WASHINGTON – According to a new watchdog report, police didn’t clear Lafayette Park of protesters on June 1, 2020 so President Donald Trump could have a “photo op,” as the mainstream media reported at the time — police had already planned to clear the area to install new fencing.
Read the report from The Interior Department’s inspector general:
At the request of then Secretary of the U.S. Department of the Interior David Bernhardt and Members of Congress, we reviewed the actions the U.S. Park Police (USPP) took to disperse protesters in and around Lafayette Park in Washington, DC, on June 1, 2020. Our review focused on events that occurred in and around the park from May 29 through June 3 amid the ongoing Black Lives Matter protests. We sought to describe what occurred primarily from an operational perspective, including how and when the USPP, in coordination with its law enforcement partners, developed and executed its plan to clear the park and the USPP’s reasons for dispersing protesters from the area. We also sought to determine whether the warnings the USPP provided to protesters before it executed the plan complied with applicable guidance. We did not review as part of this project individual uses of force by USPP officers; these actions are the subject of separate inquiries or ongoing lawsuits.

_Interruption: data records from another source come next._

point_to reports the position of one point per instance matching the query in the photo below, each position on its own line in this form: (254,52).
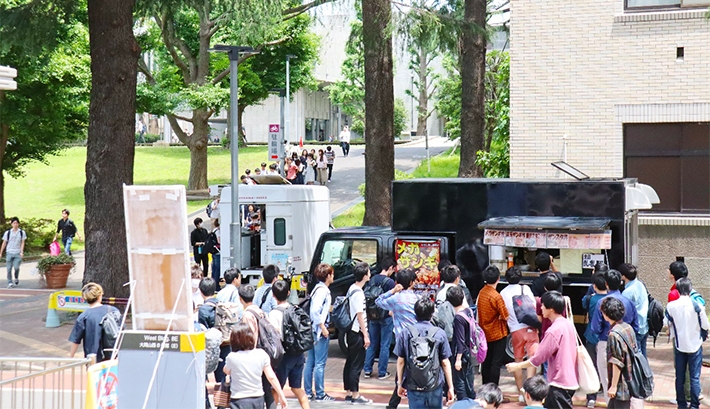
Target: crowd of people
(439,340)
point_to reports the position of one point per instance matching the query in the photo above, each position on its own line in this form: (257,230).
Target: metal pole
(288,99)
(235,230)
(282,96)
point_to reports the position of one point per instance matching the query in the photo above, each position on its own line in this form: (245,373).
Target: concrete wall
(582,68)
(658,248)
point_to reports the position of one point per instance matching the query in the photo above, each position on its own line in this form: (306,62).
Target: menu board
(544,240)
(423,257)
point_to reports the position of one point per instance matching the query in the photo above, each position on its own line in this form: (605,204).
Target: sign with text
(276,147)
(423,257)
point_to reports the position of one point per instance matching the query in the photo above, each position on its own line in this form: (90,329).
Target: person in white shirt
(525,338)
(291,366)
(686,320)
(345,140)
(358,339)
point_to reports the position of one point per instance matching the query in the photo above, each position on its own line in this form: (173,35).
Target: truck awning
(546,223)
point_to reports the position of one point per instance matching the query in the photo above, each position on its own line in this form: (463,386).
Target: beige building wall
(583,68)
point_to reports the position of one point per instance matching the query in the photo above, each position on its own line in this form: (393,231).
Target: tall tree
(349,93)
(110,146)
(379,115)
(421,30)
(473,68)
(187,31)
(51,103)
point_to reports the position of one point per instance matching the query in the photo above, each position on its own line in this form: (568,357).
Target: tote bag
(587,376)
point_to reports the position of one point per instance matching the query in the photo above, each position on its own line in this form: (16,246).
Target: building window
(674,159)
(633,4)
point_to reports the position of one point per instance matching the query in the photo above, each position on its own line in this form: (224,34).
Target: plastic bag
(54,249)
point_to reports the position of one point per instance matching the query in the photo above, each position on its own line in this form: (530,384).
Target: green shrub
(40,233)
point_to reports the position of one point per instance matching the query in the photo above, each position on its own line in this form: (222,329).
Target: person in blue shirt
(636,291)
(599,284)
(430,399)
(536,389)
(320,318)
(263,297)
(381,331)
(600,328)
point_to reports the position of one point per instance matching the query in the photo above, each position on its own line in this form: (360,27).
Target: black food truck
(477,222)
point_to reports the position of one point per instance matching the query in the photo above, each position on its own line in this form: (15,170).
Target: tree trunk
(423,100)
(473,69)
(4,136)
(379,111)
(110,144)
(196,142)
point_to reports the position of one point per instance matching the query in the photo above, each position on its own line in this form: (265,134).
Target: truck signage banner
(423,257)
(509,238)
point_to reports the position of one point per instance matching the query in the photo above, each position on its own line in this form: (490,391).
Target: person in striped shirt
(400,302)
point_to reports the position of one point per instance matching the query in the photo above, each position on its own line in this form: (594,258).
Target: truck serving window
(279,231)
(344,254)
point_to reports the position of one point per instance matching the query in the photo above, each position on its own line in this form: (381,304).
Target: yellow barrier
(68,300)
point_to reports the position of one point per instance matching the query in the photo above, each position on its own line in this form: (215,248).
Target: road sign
(276,146)
(7,75)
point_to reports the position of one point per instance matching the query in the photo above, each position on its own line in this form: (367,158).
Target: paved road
(349,172)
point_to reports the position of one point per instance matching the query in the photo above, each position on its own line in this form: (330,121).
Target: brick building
(621,88)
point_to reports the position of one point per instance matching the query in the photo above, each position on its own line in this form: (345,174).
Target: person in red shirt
(676,270)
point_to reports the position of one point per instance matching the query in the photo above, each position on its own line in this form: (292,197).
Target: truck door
(278,243)
(342,254)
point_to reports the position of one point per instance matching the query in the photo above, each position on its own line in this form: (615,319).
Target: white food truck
(280,225)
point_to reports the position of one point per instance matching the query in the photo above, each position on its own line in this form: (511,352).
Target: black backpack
(372,291)
(110,328)
(211,244)
(638,375)
(423,360)
(654,317)
(269,339)
(297,330)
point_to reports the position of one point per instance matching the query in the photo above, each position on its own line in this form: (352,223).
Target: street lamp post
(287,113)
(235,232)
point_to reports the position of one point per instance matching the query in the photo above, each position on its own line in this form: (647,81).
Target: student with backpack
(620,347)
(357,337)
(262,297)
(688,323)
(319,311)
(198,238)
(291,367)
(400,301)
(88,328)
(522,322)
(68,229)
(559,349)
(379,321)
(423,361)
(493,318)
(464,364)
(13,241)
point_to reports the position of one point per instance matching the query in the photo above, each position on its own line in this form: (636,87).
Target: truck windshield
(343,254)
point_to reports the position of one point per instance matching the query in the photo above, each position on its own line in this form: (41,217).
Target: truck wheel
(342,344)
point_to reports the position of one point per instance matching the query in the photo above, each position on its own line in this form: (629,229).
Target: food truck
(477,222)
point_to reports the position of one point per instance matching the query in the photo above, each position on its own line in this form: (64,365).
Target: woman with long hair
(245,365)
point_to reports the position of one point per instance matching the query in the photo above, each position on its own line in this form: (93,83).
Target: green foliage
(398,175)
(494,160)
(40,233)
(349,93)
(51,104)
(400,117)
(45,263)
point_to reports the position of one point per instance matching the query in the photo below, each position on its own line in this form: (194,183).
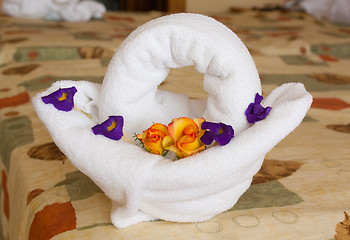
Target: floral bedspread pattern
(301,191)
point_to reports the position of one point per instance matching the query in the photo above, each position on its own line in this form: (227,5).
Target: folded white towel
(68,10)
(144,186)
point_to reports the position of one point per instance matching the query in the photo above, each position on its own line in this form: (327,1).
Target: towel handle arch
(145,57)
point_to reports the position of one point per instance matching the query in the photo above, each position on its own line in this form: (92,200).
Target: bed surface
(301,191)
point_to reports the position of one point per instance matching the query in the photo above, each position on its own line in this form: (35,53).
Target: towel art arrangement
(93,124)
(67,10)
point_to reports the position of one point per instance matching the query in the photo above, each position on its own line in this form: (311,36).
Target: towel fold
(67,10)
(144,186)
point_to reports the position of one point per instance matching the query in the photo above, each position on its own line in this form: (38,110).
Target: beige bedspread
(301,192)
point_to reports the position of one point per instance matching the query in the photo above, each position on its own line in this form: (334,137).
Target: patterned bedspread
(301,191)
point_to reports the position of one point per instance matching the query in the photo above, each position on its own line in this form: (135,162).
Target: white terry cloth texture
(67,10)
(144,186)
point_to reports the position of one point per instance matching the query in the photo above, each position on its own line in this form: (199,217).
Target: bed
(301,192)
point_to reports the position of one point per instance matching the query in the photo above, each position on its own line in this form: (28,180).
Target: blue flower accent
(111,128)
(255,112)
(62,99)
(219,132)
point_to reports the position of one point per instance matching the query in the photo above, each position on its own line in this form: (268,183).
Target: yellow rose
(184,136)
(152,138)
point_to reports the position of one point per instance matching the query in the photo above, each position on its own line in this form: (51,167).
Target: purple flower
(219,132)
(111,128)
(255,112)
(62,99)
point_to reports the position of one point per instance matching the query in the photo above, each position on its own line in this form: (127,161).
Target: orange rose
(152,138)
(184,136)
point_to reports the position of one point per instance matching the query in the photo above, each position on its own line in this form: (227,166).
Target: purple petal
(220,132)
(258,98)
(111,128)
(207,138)
(223,139)
(213,127)
(255,112)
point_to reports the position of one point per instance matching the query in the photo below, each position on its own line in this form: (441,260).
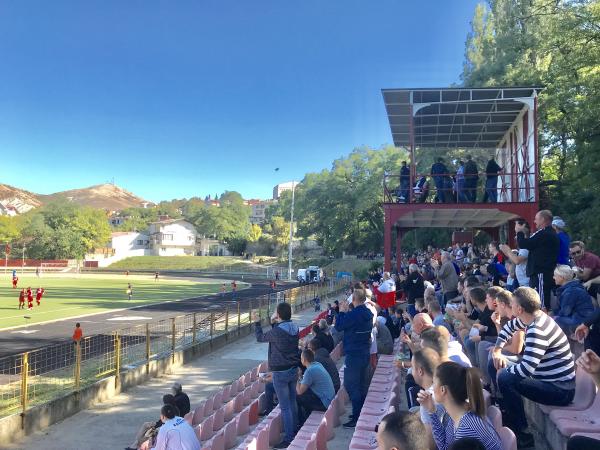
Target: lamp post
(291,233)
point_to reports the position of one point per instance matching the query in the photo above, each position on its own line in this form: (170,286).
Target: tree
(555,44)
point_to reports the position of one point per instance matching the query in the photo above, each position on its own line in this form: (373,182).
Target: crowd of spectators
(497,319)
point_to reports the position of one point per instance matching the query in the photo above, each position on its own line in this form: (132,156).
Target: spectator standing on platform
(175,433)
(182,401)
(543,246)
(356,325)
(315,389)
(589,266)
(491,182)
(439,173)
(519,259)
(446,274)
(284,361)
(545,374)
(471,179)
(404,183)
(461,192)
(558,225)
(574,302)
(414,287)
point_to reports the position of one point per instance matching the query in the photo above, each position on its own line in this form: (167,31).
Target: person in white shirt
(175,433)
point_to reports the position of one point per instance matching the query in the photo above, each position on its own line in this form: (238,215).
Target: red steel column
(398,248)
(387,241)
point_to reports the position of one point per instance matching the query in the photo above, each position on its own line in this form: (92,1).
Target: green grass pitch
(71,295)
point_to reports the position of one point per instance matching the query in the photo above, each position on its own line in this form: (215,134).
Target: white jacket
(176,434)
(387,286)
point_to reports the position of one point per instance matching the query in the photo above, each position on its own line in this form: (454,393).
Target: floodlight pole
(291,234)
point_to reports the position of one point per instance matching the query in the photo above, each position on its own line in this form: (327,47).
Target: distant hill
(102,196)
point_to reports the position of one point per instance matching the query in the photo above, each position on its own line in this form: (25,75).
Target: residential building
(172,237)
(282,187)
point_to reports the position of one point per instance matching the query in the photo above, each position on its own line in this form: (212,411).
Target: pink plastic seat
(320,435)
(247,396)
(508,438)
(206,429)
(217,400)
(219,419)
(217,442)
(226,393)
(230,432)
(585,391)
(242,421)
(364,440)
(253,412)
(208,407)
(569,422)
(495,416)
(198,414)
(275,428)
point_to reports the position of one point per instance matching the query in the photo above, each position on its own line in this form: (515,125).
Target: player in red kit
(38,295)
(22,299)
(29,298)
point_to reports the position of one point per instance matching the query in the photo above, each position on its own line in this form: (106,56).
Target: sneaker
(350,424)
(524,440)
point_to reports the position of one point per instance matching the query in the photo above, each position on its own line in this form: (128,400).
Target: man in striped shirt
(546,372)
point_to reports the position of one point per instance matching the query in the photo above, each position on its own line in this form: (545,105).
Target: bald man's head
(421,322)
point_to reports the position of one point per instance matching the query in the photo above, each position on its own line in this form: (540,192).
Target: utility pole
(291,233)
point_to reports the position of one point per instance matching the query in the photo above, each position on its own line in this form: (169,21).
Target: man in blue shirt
(356,325)
(315,389)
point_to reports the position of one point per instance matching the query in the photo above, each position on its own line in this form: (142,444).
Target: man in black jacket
(414,287)
(543,246)
(284,361)
(471,178)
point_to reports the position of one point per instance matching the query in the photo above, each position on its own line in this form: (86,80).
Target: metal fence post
(77,365)
(194,329)
(173,339)
(147,348)
(117,354)
(24,374)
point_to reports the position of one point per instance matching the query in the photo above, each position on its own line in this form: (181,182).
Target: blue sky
(176,99)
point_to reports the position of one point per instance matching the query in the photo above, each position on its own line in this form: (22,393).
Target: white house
(172,237)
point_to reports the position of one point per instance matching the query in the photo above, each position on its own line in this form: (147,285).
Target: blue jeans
(355,380)
(567,324)
(284,383)
(269,397)
(491,189)
(514,387)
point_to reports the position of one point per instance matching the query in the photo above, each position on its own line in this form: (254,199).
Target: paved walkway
(112,424)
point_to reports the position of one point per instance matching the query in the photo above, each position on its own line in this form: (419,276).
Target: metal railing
(37,377)
(445,188)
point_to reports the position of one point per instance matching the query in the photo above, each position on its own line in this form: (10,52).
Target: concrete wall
(15,427)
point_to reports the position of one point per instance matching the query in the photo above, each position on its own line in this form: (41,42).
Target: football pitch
(75,295)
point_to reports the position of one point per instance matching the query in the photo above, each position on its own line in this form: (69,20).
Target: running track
(39,335)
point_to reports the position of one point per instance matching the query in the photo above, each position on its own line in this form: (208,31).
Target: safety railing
(37,377)
(468,188)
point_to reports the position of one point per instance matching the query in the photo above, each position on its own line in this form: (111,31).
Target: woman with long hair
(458,389)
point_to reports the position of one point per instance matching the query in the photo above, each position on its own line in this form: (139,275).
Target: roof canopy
(455,117)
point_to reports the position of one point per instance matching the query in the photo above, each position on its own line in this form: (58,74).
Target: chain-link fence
(39,376)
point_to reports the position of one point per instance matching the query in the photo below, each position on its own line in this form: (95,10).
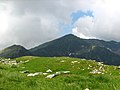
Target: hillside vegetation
(57,73)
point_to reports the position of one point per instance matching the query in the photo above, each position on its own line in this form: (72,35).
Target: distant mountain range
(72,46)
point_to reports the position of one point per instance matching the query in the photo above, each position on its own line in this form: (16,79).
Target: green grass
(79,77)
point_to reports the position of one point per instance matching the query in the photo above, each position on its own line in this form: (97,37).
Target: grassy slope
(78,79)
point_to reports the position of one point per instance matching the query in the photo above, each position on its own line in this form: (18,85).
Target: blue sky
(66,28)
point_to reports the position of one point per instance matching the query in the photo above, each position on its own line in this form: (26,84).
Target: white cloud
(105,24)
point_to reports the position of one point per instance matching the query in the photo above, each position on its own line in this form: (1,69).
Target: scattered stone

Protests began in and around Lafayette Park on May 29, 2020. On May 30, the USPP and U.S. Secret Service established a unified command to coordinate the law enforcement response to the protests. From May 30 to 31, at least 49 USPP officers were injured while policing the protests, and Federal and private property was vandalized.
On the morning of June 1, the Secret Service procured antiscale fencing to establish a more secure perimeter around Lafayette Park that was to be delivered and installed that same day. The USPP, in coordination with the Secret Service, determined that it was necessary to clear protesters from the area in and around the park to enable the contractor’s employees to safely install the fence. The USPP planned to implement the operation as soon as the fencing materials and sufficient law enforcement officers arrived at the park. Six other law enforcement agencies assisted the USPP and the Secret Service in the operation to clear and secure areas near the park.
The operation began at 6:23 p.m. and was completed by 6:50 p.m. Shortly thereafter, at 7:01 p.m., President Trump walked from the White House through Lafayette Park to St. John’s Church. At 7:30 p.m., the contractor began assembling and installing the antiscale fence and completed the work by approximately 12:30 a.m. on June 2.
We found that the USPP had the authority and discretion to clear Lafayette Park and the surrounding areas on June 1. The evidence we obtained did not support a finding that the USPP cleared the park to allow the President to survey the damage and walk to St. John’s Church. Instead, the evidence we reviewed showed that the USPP cleared the park to allow the contractor to safely install the antiscale fencing in response to destruction of property and injury to officers occurring on May 30 and 31. Further, the evidence showed that the USPP did not know about the President’s potential movement until mid- to late afternoon on June 1—hours after it had begun developing its operational plan and the fencing contractor had arrived in the park.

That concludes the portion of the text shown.